Bisnis.com, JAKARTA — Presiden Amerika Serikat (AS) Donald Trump mengatakan belum mempertimbangkan penerapan tarif tambahan terhadap China yang membeli minyak Rusia, meski membuka peluang langkah tersebut ditempuh dalam dua hingga tiga pekan ke depan.
Dalam wawancara dengan Sean Hannity dari Fox News, Trump ditanya apakah dirinya mempertimbangkan tindakan serupa terhadap Beijing setelah pertemuannya dengan Presiden Rusia Vladimir Putin di Alaska gagal menghasilkan kesepakatan untuk menghentikan atau menangguhkan perang di Ukraina.
“Karena apa yang terjadi hari ini, saya rasa saya belum perlu memikirkannya sekarang. Mungkin dalam dua atau tiga pekan ke depan, saya akan mempertimbangkannya, tetapi untuk saat ini belum. Saya pikir pertemuan tadi berjalan sangat baik,” ujar Trump seusai KTT dengan Putin dikutip dari Reuters, Senin (18/8/2025).
Trump sebelumnya mengancam akan menjatuhkan sanksi terhadap Moskow, termasuk sanksi sekunder bagi negara pembeli minyak Rusia, apabila tidak ada langkah nyata untuk mengakhiri perang di Ukraina. China dan India saat ini menjadi dua importir terbesar minyak Rusia.
Pekan lalu, Trump telah memberlakukan tambahan tarif 25% atas barang-barang asal India dengan alasan negara tersebut terus meningkatkan impor minyak dari Rusia.

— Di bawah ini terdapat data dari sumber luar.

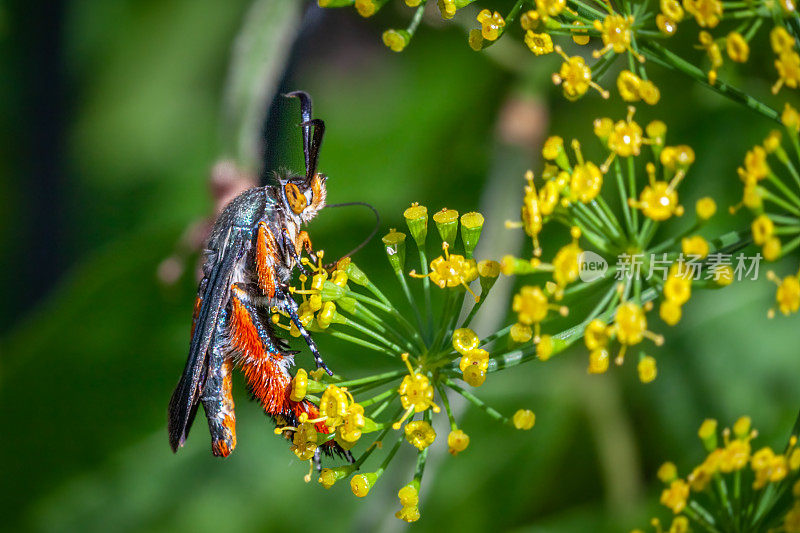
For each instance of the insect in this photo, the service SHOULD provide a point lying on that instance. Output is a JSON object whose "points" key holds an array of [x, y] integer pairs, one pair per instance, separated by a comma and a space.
{"points": [[251, 254]]}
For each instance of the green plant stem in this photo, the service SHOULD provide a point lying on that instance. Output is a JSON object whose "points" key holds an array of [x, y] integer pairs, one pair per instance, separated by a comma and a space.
{"points": [[660, 55]]}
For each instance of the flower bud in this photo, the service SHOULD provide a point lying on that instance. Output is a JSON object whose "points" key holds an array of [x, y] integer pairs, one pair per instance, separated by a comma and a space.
{"points": [[447, 223], [361, 483], [395, 245], [417, 219], [471, 226], [524, 419]]}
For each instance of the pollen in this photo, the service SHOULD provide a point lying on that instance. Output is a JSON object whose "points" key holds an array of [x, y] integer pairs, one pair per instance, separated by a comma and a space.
{"points": [[420, 434], [575, 77], [457, 442], [492, 24], [524, 419]]}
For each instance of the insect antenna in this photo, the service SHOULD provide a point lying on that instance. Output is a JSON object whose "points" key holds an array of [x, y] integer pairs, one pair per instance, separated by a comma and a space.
{"points": [[305, 123], [312, 155], [368, 238]]}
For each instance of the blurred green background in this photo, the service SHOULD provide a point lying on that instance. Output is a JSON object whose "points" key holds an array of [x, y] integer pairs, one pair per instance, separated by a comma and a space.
{"points": [[113, 119]]}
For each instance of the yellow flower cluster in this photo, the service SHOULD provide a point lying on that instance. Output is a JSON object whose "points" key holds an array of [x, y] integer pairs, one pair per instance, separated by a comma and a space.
{"points": [[722, 473]]}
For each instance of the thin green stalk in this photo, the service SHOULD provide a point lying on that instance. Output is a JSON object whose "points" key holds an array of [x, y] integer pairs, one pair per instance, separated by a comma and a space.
{"points": [[476, 401], [660, 55], [626, 209]]}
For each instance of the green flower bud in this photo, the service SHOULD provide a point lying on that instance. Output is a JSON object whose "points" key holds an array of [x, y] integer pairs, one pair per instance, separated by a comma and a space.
{"points": [[447, 223], [471, 226], [354, 274], [417, 219], [488, 271], [395, 245]]}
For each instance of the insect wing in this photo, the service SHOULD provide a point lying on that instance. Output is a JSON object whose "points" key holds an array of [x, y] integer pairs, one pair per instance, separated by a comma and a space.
{"points": [[185, 398]]}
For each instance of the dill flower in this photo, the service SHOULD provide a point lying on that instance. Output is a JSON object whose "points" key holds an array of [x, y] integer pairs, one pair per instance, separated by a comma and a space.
{"points": [[420, 434], [524, 419], [737, 47], [707, 13], [457, 441], [492, 24], [575, 77], [539, 43], [714, 493]]}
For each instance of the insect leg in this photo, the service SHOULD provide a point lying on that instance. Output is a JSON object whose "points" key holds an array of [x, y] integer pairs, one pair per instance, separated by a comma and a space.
{"points": [[291, 247], [218, 401], [290, 308]]}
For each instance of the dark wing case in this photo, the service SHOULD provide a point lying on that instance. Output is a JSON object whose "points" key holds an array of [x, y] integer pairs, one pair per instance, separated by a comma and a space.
{"points": [[214, 294]]}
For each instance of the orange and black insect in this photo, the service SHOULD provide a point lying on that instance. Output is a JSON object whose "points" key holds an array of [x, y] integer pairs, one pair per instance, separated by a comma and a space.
{"points": [[251, 254]]}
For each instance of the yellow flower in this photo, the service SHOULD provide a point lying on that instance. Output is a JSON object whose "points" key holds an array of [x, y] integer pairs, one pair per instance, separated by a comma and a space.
{"points": [[788, 67], [678, 285], [598, 361], [539, 43], [667, 472], [551, 8], [366, 8], [304, 441], [416, 391], [626, 138], [647, 369], [544, 350], [457, 441], [408, 514], [451, 270], [567, 262], [420, 434], [628, 85], [492, 24], [707, 13], [299, 385], [737, 47], [675, 496], [615, 31], [790, 118], [666, 25], [396, 40], [734, 456], [524, 419], [586, 181], [755, 165], [477, 357], [447, 8], [575, 77], [333, 405], [705, 208], [353, 423], [596, 334], [630, 323], [658, 201], [464, 340], [361, 483], [672, 9], [788, 294]]}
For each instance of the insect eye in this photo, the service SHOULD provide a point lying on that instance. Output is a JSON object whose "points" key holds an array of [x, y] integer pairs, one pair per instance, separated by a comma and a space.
{"points": [[297, 200]]}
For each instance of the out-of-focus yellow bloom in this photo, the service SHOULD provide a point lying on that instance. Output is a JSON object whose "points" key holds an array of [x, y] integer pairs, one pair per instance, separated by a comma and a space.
{"points": [[524, 419], [420, 434]]}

Namun, hingga saat ini Trump belum mengambil langkah serupa terhadap China.
Jika Trump benar-benar memperluas sanksi dan tarif terkait Rusia, ekonomi China yang tengah melambat berpotensi semakin tertekan.
Saat ini, Xi Jinping dan Trump masih mengupayakan kesepakatan dagang yang dapat meredakan ketegangan sekaligus menurunkan bea impor antara dua ekonomi terbesar dunia.
Namun, China tetap berisiko menjadi target utama berikutnya, selain Rusia, jika Trump meningkatkan langkah-langkah hukuman tersebut.